Moreover, on the transplant side, the use of molecular tissue typing in conjunction with novel transplant modalities and better control of treatment-related complications has increased the pool of available donors. As shown in a recent analysis from the European Society for Blood and Marrow Transplantation (EBMT), the ability to use donors that are not fully histocompatible increases the pool of patients in whom HSCT can be an effective therapy. Transplants performed using alternative donors are increasing.
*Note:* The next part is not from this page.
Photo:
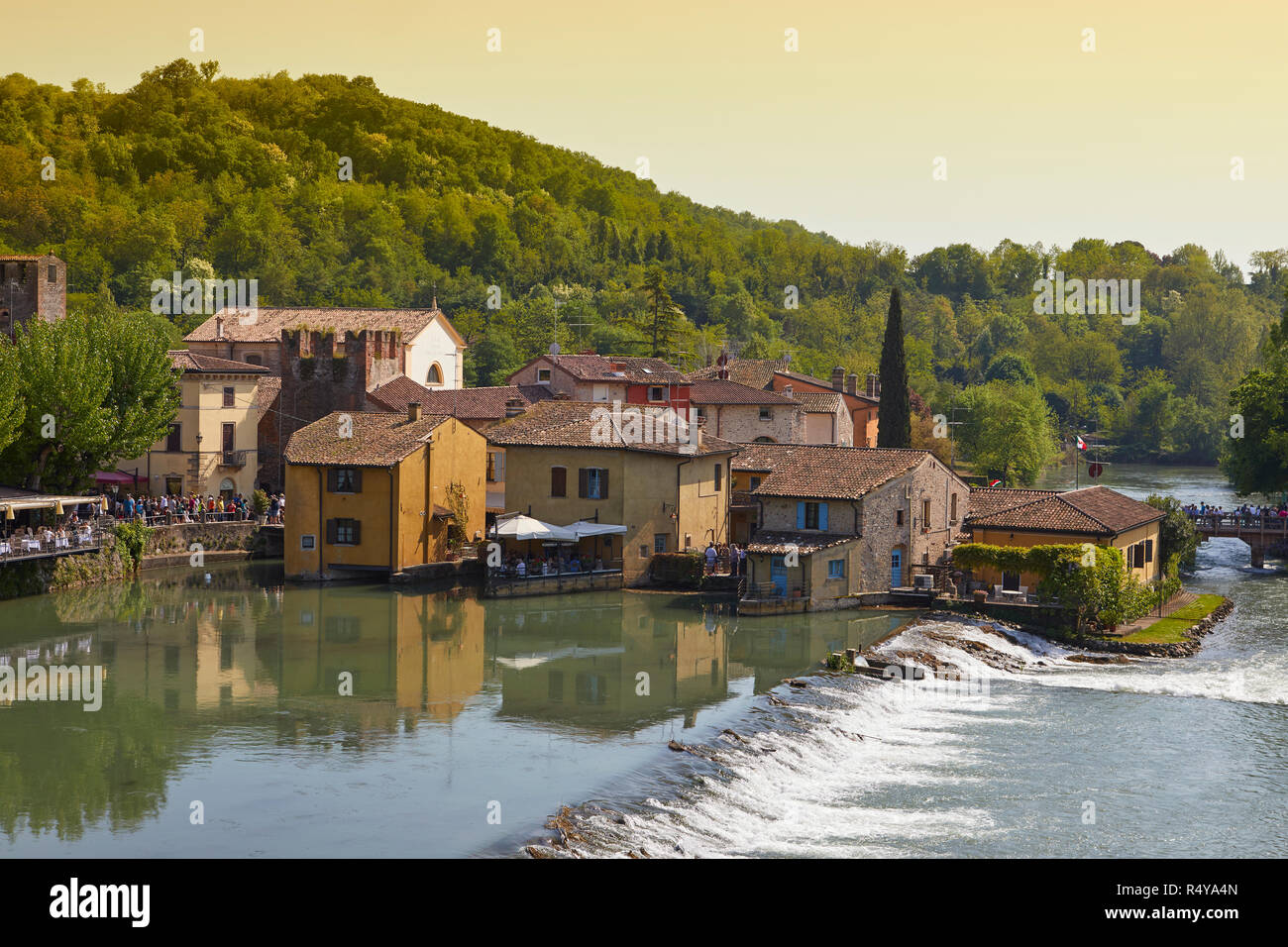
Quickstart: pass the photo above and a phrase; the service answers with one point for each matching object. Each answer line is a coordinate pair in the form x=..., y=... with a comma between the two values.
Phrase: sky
x=1046, y=133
In the subsequent sections, we review allogeneic HSCT indications for patients with AML in first complete remissions (CR1) and the challenges for the treatment of relapsed/refractory and secondary AML, highlighting recent changes, including the inclusion of molecular disease markers and assessment of measurable (or minimal) residual disease (MRD). Additionally, we delineate approaches to transplantation for older patients and the role of alternative donor transplantation in AML. Finally, we note the poor prognosis of patients with morphologic AML relapse after HSCT and highlight trials of novel leukemia prophylaxis and therapeutic strategies for such patients.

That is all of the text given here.